The UK music industry has claimed victory in its first battle with illegal file-sharers after 23 people paid £50,000 to settle out of court.
It was likely some parents settled for their children, the BPI said
The UK internet users, ranging from a student to a local councillor, have admitted putting out up to 9,000 songs each for other fans to download.
"These settlements show we can and we will enforce the law," the British Phonographic Industry (BPI) said.
The BPI has launched a second wave of cases, pursuing 31 more file-sharers.
BPI general counsel Geoff Taylor said: "We are determined to find people who illegally distribute music, whichever peer-to-peer network they use, and to make them compensate the artists and labels they are stealing from."
From the first wave, 17 men and six women aged between 22 and 58 have signed High Court undertakings admitting they illegally shared files and promising not to do it again, the BPI said.
The average compensation payment was £2,200 each, with one person paying £4,500.
Fifteen of the 23 used the Kazaa peer-to-peer network, four used Imesh, two used Grokster, one used WinMix and one was on BearShare.
The BPI said some were parents and it was "highly likely" they settled on behalf of their children.

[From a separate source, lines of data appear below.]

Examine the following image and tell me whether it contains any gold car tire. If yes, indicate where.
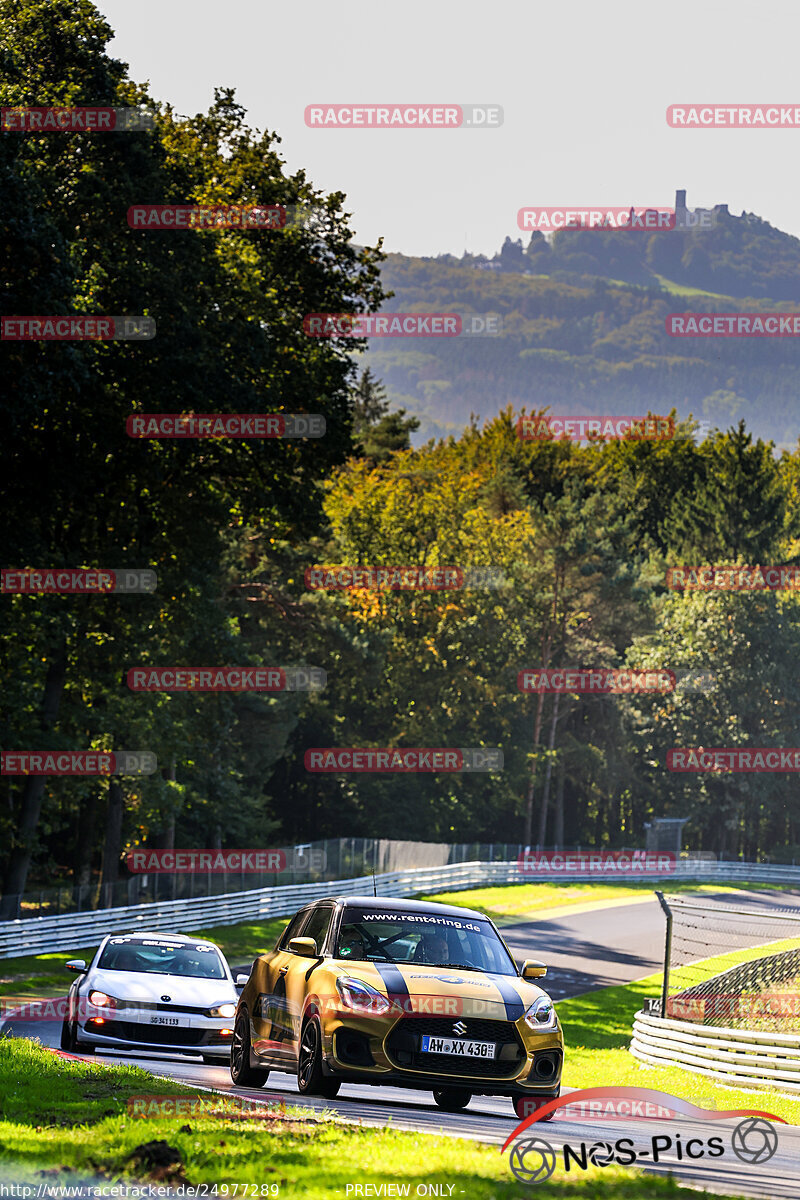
[297,1016,342,1100]
[433,1087,473,1112]
[230,1010,270,1087]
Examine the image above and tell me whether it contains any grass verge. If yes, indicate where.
[0,1039,753,1200]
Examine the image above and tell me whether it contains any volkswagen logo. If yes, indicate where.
[730,1117,777,1163]
[509,1138,555,1183]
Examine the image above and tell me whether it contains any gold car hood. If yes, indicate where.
[336,959,545,1021]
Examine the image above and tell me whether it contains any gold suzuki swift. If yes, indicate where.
[230,896,564,1116]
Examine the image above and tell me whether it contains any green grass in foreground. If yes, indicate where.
[0,1039,753,1200]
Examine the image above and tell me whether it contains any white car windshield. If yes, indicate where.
[336,906,517,976]
[97,937,225,979]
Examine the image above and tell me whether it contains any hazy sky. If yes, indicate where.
[97,0,800,254]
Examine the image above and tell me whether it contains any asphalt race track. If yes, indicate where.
[2,892,800,1200]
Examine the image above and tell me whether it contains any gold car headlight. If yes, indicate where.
[209,1004,236,1016]
[336,976,392,1016]
[525,996,558,1032]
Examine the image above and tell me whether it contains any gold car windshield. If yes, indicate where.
[336,906,517,976]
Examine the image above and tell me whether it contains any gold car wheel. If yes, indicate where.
[230,1013,270,1087]
[297,1016,342,1100]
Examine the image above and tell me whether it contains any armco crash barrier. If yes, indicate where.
[0,858,800,959]
[630,1012,800,1092]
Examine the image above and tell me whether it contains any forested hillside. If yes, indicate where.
[367,211,800,445]
[0,0,800,898]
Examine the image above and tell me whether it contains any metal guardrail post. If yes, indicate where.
[656,892,672,1019]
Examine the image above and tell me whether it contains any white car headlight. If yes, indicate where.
[336,976,392,1016]
[525,996,558,1030]
[209,1004,236,1016]
[89,991,119,1008]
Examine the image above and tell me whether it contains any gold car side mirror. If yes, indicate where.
[289,937,317,959]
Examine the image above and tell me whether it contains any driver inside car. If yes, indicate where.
[339,929,367,962]
[414,934,450,966]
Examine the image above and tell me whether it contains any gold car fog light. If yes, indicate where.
[528,1050,561,1084]
[333,1025,375,1067]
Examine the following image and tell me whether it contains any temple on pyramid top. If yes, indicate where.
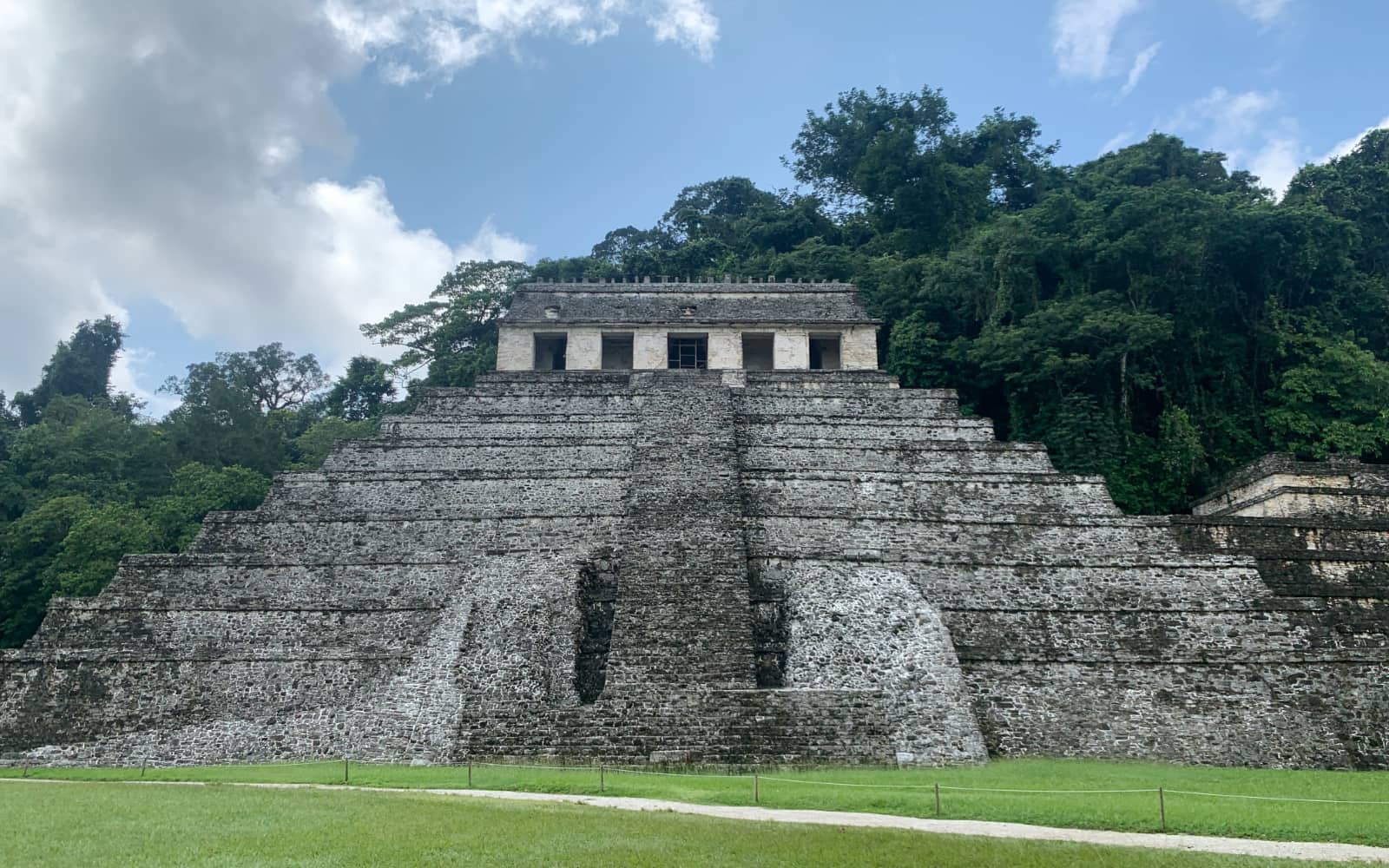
[497,279,880,371]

"Some parents have been genuinely shocked to discover what their children have been up to," the organisation, which represents major record companies in the UK, said.
The compensation payments will go back to music copyright holders. The music industry sees illegal downloading as theft and has blamed it for falling CD sales.
The BPI said its cases were more about "deterrence than compensation". The UK action follows thousands of lawsuits against "pirates" in the US.
The BPI said the global campaign led to a 45% decline in activity on the most popular file-sharing network, Fast Track, which is used by Kazaa, since its peak in April 2003.
Since then, legal alternatives such as Apple's iTunes and the new incarnation of Napster have also sprung up and become popular with fans.
Three more alleged file-sharers are still in negotiations with the BPI and those cases may go to court.
Mr Taylor said: "We have no desire to drag people through the courts. So we have attempted to reach fair settlements where we can.
"We hope people will now begin to get the message that the best way to avoid the risk of legal action and paying substantial compensation is to stop illegal file-sharing, and to buy music online, safely and legally, instead."
In October, the BPI announced it was pursuing 28 people. But they related to 28 IP addresses and it was later discovered that two people accounted for four IP addresses on their list.